Leider doch keine gute Nachricht für Auswanderungswillige aus “Menschland”:  Inzwischen wollen nämlich die meisten Wunsch-Ziel-Länder nicht unterschreiben. Schade auch !

Matthias Braun / 20.11.2018

Nicht die Migration ist “QUELLE DES WOHLSTANDS”, sondern unser Sozialsystem.Das wollen Millionen Menschen weltweit anzapfen; und natürlich gibt es dann eine “NACHHALTIGE ENTWICKLUNG”-zum Schlechten.

Volker greve / 20.11.2018

Problematisch wird es in Europa doch nur für die Europäer. Vielleicht sollten die Menschen hier sich mit den Gepflogenheiten in den Hauptherkunftsländern vertraut machen um Überlebensstrategien zu entwickeln. Für die wirklichen Schwachen und Hilfsbedürftigen wirds eng werden. Erschwerend kommt hinzu das der Staat den Wettbewerb zugunsten der Neubürger verändert . Es wird ja nicht so sein dass in 100 Jahren hier keine Menschen mehr leben werden , es werden nur Menschen sein die das Gesetz des Dschungels gelernt haben . Solange ein Teil der Welt relativ sicher und frei war konnten hier Fortschritte gemacht werden doch wenn die Welt irgendwann eine einzige Sowjetunion , ein einziges Nordkorea oder ein einziges Afganistan ist , ohne eine gesellschaftliche Alternative? Ist das das Ziel dieser ganzen Gleichmacherei?

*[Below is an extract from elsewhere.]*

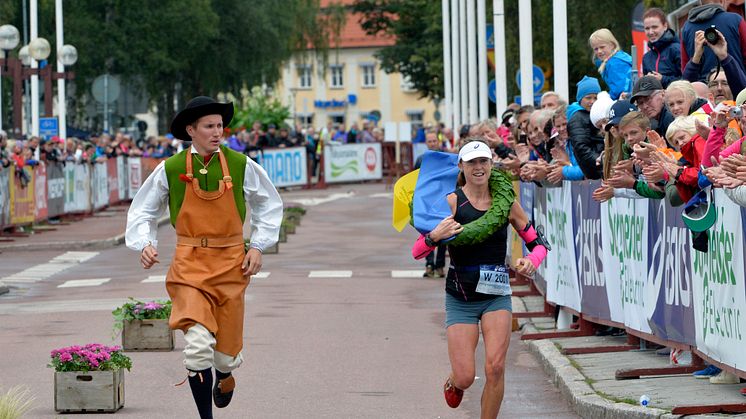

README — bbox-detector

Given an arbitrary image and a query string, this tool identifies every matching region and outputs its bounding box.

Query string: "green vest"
[166,145,246,226]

Frank Grossfuss / 20.11.2018

Warum schreibt der Pakt den unterzeichnenden Staaten nicht bindend vor, aus anderen Ländern Abzuschiebende (aus welchen Gründen auch immer) wieder aufzunehmen? Und man darf gespannt sein, wie Katar die Standards der Frauenrechte, Simbabwe die Standards gegen Rassismus und Saudi Arabien die Standards der Religionsfreiheit umsetzt.